The processing fee paid by the community spouse on a single premium of $196,580 would be in excess of $3,400! Additionally, the community spouse would receive three monthly payments of $65,559.39! Do you want to be the attorney going into your local Medicaid office to obtain government benefits for an institutionalized spouse whose community spouse has monthly income in excess of $65,559.39? Probably not.

So, what other options exist to avoid creating very short-term SPIAs while also protecting the community spouse?


All states require that payments from a Medicaid SPIA must be equal; however, only eleven states require that the payments be made on a monthly basis. In states that only require that the annuity payments be equal (and not monthly), an additional planning opportunity exists. The community spouse could structure the annuity with quarterly, semi-annual, or annual payments. The first annuity payment can be made as quickly as 10 or 30 days after purchasing the annuity.

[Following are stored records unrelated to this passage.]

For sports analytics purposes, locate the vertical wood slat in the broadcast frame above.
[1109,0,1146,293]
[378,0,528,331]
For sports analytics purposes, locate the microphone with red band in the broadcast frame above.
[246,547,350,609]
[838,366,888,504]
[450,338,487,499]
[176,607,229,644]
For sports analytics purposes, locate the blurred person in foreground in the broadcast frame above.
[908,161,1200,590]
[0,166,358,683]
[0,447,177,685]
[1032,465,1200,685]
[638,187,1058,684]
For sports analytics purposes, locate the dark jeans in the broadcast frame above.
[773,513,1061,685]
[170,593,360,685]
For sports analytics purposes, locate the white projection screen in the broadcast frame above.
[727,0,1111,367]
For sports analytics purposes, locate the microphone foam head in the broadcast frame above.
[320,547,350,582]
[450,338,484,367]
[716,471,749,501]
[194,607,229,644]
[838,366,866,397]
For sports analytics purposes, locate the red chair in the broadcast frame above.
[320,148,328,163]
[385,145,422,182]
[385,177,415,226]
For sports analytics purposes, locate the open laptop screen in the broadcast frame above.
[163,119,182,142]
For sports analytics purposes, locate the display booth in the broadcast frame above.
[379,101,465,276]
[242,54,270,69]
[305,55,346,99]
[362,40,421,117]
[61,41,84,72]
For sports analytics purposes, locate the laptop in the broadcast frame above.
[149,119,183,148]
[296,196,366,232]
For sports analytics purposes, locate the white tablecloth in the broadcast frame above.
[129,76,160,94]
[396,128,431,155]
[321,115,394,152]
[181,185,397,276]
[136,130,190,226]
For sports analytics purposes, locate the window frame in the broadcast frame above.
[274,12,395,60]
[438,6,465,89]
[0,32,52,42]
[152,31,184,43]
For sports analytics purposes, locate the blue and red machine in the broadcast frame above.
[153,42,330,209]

For example, if the annuity was purchased in March of 2019 with a 2-year annual benefit period, the first annual payment of approximately $98,500 could be made as early as April of 2019. The next annual payment would be made one year later in April of 2020. As a result, a 2-year annual pay SPIA with the first payment being 30 days after the annuity is purchased essentially returns the money back to the client within 13-months!


Many times, caring for a loved one who is ill and who is forced into a Medicaid spend-down situation is a traumatic experience for family and friends. These types of experiences will trigger the well (community) spouse to initiate a LTC plan for herself. In our example of Robert and Betty, Betty is 79-years of age, active, and healthy. Betty doesn’t want to have to rely on Medicaid nor does she want to be forced into a skilled nursing facility. Instead, we would use the Medicaid SPIA payments that are returned to her on a monthly or annual basis to purchase an asset-based LTC policy for Betty. For example, if Betty were to receive the annual SPIA payment of approximately $98,500 shortly after Medicaid qualification was granted for Robert and use the annual payment to purchase a life insurance policy with a LTC rider, we could create a lifetime of LTC coverage for Betty with a monthly benefit of $5,300! Assuming Betty will receive Robert’s social security income of $2,000 after he passes, she would have monthly income of approximately $7,300 to pay for long-term care expenses. The policy will cover expenses related to home healthcare, assisted living, and skilled nursing costs. Betty is like most people in that if she needs LTC in her lifetime, she wants to remain at home as long as possible. With $7,300 a month to pay for home care or an assisted living facility, she will be able to remain at home for a very long time.

Finally, unlike a traditional LTC insurance policy that is a “use it or lose it” type of policy, the asset-based LTC policy we recommend to Betty has an enhanced death benefit. Therefore, if Betty is fortunate enough to never need LTC, her intended beneficiaries would receive the death benefit of $132,500.